TitlePersonal use of the Internet and travel: Evidence from the Canadian General Social Survey's 2010 time use module
Year of Publication2019
AuthorsLachapelle, U., and Jean-Germain F.
JournalTravel Behaviour and Society
Pages81 - 91
Keywordscomplementarity, displacement, e-shopping, substitution, transportation, trip frequency

The growth in personal Internet use for the purposes of communication, shopping and documentation has the potential to reduce travel by substituting trips with on-line activities. Evidence suggests that on-line communications have mild impact on travel as face-to-face communications are still favored and on-line shopping is often supplemented with in-store shopping. On-line media and documentation use also typically supplement traditional media. Internet use may rather be a complement to travel related activities. This paper explores Internet use for these three purposes and evaluates associations with overall travel and travel for these specific purposes. The 2010 Canadian General Social Survey provides a one-day time use diary including Internet-based and travel activities. Three categories of home-based Internet activities (communication, shopping and media and documentation) can be associated with related trip purposes.
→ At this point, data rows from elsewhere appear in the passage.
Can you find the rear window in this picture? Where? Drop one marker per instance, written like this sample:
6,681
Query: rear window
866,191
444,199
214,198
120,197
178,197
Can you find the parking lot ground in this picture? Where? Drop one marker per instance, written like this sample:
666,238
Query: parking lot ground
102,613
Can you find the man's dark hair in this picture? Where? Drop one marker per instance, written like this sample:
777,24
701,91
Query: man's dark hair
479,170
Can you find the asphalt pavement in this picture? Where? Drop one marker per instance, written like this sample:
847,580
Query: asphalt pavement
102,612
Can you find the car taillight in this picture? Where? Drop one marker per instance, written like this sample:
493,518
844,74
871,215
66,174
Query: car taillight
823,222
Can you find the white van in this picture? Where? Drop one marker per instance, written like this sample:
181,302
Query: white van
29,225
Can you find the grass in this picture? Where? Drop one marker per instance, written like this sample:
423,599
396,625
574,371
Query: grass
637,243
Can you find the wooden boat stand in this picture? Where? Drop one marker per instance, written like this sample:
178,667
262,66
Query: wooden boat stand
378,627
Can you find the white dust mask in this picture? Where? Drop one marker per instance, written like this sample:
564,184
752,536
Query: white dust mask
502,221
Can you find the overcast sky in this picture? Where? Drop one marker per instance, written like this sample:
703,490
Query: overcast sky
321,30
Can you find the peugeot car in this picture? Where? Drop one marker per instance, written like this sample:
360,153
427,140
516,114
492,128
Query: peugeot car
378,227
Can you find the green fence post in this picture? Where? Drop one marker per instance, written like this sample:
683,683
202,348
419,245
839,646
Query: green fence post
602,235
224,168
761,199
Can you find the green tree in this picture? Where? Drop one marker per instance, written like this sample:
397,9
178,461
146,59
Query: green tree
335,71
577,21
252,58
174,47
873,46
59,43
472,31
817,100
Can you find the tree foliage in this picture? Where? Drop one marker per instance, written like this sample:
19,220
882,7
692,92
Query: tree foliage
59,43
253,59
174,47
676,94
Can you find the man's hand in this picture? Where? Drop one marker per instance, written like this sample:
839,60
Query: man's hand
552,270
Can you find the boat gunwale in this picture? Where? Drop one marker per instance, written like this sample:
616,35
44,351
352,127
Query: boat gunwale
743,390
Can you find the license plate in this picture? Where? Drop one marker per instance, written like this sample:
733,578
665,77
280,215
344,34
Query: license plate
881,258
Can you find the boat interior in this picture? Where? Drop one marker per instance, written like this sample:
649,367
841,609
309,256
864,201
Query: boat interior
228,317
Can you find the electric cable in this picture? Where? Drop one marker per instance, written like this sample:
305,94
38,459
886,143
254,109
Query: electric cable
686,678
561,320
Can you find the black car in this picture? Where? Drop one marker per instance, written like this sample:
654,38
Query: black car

A Multinomial Logistic model of Internet use intensity explores the socioeconomic drivers of Internet use for workers and students (n = 8239). Associations between Internet use and time spent traveling (overall and purpose specific, Tobit models) and trip frequencies during the survey day (negative binomial models) are then assessed. Heavy Internet use is associated with reduced overall travel time but with variations in travel time and number of trips for purposes directly related to Internet activities. On-line shopping was positively associated with travel for shopping. On-line personal communication was negatively associated with travel for communication. Distinction in purposes of Internet use and in targeted population groups will be required to elaborate policies more likely to reduce travel as a result of Internet use.